Sex Education: a Vexed Question
The whole question of school “sex education” requires careful handling. If you’re agin it, you will probably be jeered at as a prudish Victorian relic, who covers up table legs and would like children to be told that babies are brought by storks or are found under gooseberry bushes.
The late Doris Manly wisely pointed out that the problem is not that sex education is about sex. When she was approached by a researcher for one of John Bowman’s RTE radio programmes, she was careful to state that the real problem is that sex education comes as part of a package of total attitude-formation programmes taking in many areas of life, of which sex is only one.

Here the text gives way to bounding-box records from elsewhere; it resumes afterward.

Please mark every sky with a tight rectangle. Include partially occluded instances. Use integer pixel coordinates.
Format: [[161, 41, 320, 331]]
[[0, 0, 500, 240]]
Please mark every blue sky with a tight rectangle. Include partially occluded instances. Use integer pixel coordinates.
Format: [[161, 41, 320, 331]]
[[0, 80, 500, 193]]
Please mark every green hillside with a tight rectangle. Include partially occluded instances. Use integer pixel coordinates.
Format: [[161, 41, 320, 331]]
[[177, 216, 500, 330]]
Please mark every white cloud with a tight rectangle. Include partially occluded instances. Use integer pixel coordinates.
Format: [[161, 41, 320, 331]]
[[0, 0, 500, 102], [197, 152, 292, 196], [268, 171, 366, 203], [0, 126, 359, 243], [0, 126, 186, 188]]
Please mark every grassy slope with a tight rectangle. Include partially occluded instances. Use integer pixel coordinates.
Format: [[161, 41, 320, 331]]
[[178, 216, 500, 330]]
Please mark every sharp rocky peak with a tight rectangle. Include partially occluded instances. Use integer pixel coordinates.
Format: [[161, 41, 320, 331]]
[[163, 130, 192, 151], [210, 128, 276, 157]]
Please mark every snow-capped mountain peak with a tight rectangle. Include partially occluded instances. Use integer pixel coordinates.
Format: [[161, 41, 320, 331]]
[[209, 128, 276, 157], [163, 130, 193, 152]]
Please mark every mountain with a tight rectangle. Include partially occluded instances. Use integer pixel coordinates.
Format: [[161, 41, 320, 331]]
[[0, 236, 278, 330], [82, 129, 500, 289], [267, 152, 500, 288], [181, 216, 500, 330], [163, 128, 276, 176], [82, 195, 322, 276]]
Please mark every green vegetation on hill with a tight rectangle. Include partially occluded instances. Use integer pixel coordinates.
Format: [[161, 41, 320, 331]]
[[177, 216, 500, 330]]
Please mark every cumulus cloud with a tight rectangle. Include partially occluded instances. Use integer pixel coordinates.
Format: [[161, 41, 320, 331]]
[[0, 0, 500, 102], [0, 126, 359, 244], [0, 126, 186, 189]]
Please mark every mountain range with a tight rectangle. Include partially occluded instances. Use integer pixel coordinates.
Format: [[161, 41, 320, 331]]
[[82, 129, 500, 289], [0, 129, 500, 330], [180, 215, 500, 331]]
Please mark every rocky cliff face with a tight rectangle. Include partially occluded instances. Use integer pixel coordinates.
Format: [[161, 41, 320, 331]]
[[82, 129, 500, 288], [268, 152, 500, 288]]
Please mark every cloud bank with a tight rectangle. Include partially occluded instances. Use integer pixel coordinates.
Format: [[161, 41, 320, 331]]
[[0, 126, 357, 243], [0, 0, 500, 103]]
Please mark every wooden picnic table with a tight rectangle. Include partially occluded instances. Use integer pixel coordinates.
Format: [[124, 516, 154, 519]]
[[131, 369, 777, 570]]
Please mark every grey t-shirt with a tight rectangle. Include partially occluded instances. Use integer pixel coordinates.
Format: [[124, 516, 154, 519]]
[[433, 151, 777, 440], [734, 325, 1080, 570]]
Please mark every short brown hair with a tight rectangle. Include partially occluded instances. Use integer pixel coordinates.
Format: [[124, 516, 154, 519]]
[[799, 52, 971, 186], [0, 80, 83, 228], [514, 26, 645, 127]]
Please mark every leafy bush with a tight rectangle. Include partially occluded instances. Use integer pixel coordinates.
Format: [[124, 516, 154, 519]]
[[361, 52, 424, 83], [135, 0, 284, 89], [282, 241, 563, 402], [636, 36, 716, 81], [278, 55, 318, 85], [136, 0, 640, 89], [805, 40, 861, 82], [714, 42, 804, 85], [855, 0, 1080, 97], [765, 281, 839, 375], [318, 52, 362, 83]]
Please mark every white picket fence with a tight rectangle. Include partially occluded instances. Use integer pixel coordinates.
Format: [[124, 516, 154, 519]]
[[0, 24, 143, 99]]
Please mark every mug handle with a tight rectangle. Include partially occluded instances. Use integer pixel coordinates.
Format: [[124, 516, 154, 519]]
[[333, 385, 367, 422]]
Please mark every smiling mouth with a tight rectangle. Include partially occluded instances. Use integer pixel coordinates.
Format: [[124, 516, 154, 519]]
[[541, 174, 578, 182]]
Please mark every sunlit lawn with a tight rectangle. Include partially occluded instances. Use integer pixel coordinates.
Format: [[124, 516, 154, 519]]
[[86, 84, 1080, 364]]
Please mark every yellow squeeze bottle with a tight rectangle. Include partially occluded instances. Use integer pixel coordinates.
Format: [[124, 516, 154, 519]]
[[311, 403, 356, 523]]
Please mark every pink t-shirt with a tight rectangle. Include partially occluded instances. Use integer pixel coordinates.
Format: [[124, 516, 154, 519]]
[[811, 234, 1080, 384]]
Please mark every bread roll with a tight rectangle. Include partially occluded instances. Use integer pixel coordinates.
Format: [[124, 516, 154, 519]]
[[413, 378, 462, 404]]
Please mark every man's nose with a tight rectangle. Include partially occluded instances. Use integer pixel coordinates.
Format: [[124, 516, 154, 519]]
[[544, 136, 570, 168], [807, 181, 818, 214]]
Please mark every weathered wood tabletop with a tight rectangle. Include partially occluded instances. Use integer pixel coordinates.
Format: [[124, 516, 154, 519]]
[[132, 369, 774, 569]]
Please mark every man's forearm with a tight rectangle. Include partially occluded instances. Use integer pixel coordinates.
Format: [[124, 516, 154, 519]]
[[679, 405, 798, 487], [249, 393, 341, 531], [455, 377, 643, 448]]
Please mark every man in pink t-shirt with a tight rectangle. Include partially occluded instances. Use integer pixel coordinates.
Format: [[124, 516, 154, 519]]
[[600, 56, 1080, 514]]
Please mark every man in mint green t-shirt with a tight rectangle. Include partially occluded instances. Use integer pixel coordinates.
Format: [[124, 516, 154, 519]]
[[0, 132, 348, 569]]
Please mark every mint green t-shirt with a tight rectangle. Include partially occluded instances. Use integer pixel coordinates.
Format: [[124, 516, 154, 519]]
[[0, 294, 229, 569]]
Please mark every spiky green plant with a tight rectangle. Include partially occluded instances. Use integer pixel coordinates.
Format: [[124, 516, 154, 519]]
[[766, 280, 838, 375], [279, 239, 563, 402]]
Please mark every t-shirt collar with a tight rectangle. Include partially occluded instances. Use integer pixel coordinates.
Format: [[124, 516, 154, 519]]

But when it came to the actual interview, John Bowman tried to insist on confining the discussion to sex education, and was somewhat irritated when Doris refused to play along with this.
In one of her chapters in The Facilitators (Brandsma Books) Doris pointed out that such attitude formation programmes deal with several of the teenager’s important relationships: those with his parents; with his peer-group; with the clergy, and with himself. It is significant, she believed, that some of his other relationships—such as those with God, with the saints, and with the devil—are not included, and these omissions could be a productive subject for speculation.

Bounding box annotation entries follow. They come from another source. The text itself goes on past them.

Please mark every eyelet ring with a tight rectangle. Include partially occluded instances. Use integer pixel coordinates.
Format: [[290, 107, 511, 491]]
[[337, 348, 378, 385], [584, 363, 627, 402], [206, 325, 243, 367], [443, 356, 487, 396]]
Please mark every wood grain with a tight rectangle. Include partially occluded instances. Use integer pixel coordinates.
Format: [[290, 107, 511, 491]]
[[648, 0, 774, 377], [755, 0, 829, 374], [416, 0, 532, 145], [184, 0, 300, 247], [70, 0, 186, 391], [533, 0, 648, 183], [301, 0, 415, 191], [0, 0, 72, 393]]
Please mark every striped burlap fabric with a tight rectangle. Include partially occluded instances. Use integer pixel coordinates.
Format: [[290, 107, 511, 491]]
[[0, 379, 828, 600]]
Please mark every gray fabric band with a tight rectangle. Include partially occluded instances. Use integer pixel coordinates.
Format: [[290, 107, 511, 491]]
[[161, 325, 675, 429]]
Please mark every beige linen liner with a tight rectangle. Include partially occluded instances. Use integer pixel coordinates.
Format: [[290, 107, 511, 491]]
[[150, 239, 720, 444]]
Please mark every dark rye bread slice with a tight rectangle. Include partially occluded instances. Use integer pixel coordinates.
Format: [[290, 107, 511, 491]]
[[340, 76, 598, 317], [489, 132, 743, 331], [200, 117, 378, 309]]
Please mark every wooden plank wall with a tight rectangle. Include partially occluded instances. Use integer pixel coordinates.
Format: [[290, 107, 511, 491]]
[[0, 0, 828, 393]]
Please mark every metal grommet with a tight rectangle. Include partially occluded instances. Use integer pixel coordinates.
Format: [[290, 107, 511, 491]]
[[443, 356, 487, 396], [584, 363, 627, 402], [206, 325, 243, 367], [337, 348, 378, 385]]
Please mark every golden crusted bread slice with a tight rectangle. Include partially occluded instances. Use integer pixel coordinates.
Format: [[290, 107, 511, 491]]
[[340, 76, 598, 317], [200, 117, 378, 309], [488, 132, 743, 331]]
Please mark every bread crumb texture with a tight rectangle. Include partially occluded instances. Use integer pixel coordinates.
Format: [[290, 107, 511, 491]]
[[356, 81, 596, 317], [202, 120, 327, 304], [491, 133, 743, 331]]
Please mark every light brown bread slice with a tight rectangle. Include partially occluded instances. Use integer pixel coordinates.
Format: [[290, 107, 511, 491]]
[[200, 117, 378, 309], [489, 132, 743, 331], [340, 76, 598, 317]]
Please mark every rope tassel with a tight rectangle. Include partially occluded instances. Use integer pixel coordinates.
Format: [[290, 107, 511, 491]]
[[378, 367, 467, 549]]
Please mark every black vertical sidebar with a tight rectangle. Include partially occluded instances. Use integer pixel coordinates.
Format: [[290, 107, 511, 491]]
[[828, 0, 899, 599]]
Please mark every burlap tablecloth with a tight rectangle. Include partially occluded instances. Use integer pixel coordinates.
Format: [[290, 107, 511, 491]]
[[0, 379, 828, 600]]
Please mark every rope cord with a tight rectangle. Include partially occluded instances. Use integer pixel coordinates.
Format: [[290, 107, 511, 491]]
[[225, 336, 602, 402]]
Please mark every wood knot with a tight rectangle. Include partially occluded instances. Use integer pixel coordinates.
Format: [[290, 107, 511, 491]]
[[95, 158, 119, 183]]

In my view, the approach these programmes take to all these relationships is harmful to adolescents. Harmful to them as rational and responsible beings, and not merely as sexual beings. These programmes would, I think, have a pernicious effect upon the teenager’s total self.
However, there is a particular problem with sex education, especially in a mixed class. It’s that teenagers, being combustible creatures, will want to do their practical homework–particularly if the subject is taught outside any moral framework.

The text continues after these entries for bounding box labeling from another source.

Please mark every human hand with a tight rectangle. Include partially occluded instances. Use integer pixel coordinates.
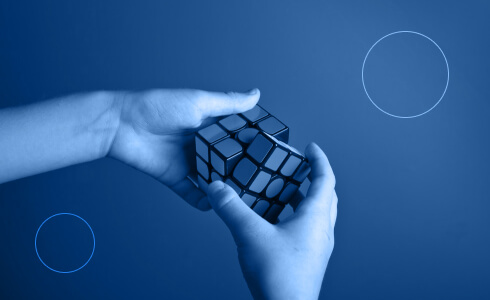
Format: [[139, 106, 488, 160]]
[[208, 144, 338, 300], [108, 89, 260, 210]]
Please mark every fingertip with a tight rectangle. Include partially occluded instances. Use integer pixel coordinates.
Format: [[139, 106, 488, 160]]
[[197, 197, 212, 211], [207, 180, 225, 197], [305, 142, 323, 159], [246, 88, 260, 96]]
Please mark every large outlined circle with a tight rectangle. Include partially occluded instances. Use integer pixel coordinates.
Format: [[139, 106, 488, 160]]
[[34, 213, 95, 274], [362, 30, 449, 119]]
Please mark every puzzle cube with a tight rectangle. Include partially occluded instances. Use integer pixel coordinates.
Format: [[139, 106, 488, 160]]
[[196, 105, 310, 223]]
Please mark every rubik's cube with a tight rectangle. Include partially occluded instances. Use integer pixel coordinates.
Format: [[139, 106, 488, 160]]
[[196, 105, 311, 223]]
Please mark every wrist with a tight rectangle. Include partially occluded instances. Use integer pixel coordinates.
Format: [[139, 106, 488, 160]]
[[93, 92, 126, 158]]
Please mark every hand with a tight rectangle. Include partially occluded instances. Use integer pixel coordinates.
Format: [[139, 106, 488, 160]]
[[108, 89, 260, 210], [208, 144, 337, 300]]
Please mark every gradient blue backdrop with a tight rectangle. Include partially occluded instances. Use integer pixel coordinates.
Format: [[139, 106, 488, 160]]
[[0, 0, 490, 299]]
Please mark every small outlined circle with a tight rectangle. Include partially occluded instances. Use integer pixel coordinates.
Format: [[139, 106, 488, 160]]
[[362, 30, 449, 119], [34, 213, 95, 274]]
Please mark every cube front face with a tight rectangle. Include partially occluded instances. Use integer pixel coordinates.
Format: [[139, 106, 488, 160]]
[[196, 105, 311, 223]]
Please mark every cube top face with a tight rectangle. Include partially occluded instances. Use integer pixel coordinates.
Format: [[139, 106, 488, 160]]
[[237, 128, 259, 144], [242, 105, 269, 124], [257, 117, 286, 135], [197, 124, 228, 144], [195, 105, 311, 223], [219, 115, 247, 132], [214, 138, 242, 158]]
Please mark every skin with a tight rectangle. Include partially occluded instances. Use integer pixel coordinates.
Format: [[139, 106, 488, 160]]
[[0, 89, 337, 299], [208, 143, 338, 299]]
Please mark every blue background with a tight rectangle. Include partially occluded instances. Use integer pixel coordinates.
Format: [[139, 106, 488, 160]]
[[0, 0, 490, 299]]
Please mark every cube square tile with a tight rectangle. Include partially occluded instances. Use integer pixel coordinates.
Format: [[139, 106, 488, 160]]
[[196, 124, 229, 162], [211, 138, 243, 176], [218, 115, 247, 133], [257, 117, 289, 143], [241, 105, 269, 125]]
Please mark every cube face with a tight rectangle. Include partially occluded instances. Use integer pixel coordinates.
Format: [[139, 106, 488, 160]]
[[233, 157, 258, 186], [196, 106, 310, 223], [237, 128, 259, 145], [247, 133, 274, 164], [196, 156, 210, 180], [196, 124, 229, 162], [241, 105, 269, 124], [211, 138, 243, 176], [257, 117, 289, 143], [219, 115, 247, 133]]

Hence a shocking and distressing item carried recently by the British media. It concerned a 13-year-old boy in North Wales who raped a female classmate after they had both attended a compulsory sex education lesson. He lured her to a secluded part of the school and asked her if she wanted to “try sex”. When she refused and resisted, he overpowered her and carried out the attack.
A spokeswoman for Rape Crisis England and Wales, the equivalent of our own much-loved Rape Crisis Centre, admitted rather grudgingly that teenage rape by friends was “not uncommon”. You will probably not be surprised to learn that her proposed solution to the problem was “more and better” sex education, and at a younger age. To be fair she did also suggest that it should include “relationship advice and information about consent, respect and emotions”. I’m inclined to agree with British Tory MP Philip Davies, who thinks it would be better to have less sex education, or preferably none at all.
If sex education is devoid of any strong moral component, as it usually is, it’s an open invitation to fornicate. Our spiritual leaders know this perfectly well, but they are usually too full of human respect to protest about it, for the reason mentioned in my first paragraph. It’s so much more popular to talk about homelessness.